Day 3: Data Wrangling with dplyr

Getting Started

Here is the recording of today’s lesson. (This is only accessible within the NCSSM organization.) You can also follow along with the code below.

Today we will:

Learn the 5 key verbs of dplyr
Create pipelines with the pipe operator %>%
Reorganize untidy data with tidyr
Join data tables

You’ll need to install the nycflights13 package for later in the lesson.

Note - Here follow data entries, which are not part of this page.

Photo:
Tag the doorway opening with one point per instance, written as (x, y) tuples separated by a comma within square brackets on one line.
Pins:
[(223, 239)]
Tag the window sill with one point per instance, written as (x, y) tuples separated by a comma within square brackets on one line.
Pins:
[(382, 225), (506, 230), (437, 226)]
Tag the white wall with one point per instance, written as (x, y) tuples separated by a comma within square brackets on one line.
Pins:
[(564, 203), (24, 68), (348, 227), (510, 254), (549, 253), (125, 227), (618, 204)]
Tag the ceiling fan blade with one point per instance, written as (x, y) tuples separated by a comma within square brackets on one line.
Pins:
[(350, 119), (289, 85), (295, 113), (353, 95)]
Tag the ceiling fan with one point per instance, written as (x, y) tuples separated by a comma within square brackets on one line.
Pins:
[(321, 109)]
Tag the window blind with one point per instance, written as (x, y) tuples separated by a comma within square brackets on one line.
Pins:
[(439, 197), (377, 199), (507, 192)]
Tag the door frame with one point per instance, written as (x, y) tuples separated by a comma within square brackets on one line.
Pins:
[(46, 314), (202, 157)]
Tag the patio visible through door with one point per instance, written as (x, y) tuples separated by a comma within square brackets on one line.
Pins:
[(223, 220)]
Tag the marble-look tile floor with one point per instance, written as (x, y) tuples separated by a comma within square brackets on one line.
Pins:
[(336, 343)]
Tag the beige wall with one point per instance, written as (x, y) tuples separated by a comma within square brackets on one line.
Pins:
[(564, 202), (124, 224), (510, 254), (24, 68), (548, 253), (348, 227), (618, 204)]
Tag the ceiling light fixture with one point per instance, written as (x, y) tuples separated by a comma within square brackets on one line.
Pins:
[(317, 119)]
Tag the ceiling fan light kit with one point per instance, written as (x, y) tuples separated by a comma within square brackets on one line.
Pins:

Notes on Good Coding Practice

Comment your code: Use a # to leave comments in your code. Whether you call it a hash, hashtag, pound sign, number symbol, or octothorp, anything you write in your code after this useful symbol will not run. Comment to explain the purpose of key lines of code; it’ll help out anyone else reading your code, including yourself revisiting that code in 6 months. For example:

may_air <- airquality %>%
  filter(Month == 5) # only keep rows for May

Use readable, consistent formatting: Writing all your code on one line, crunching code together with no spaces, and naming objects x or y makes your code hard to read and interpret. Make your code readable, make your object names descriptive, and keep your formatting consistent. Take a look at this style guide for a readable example.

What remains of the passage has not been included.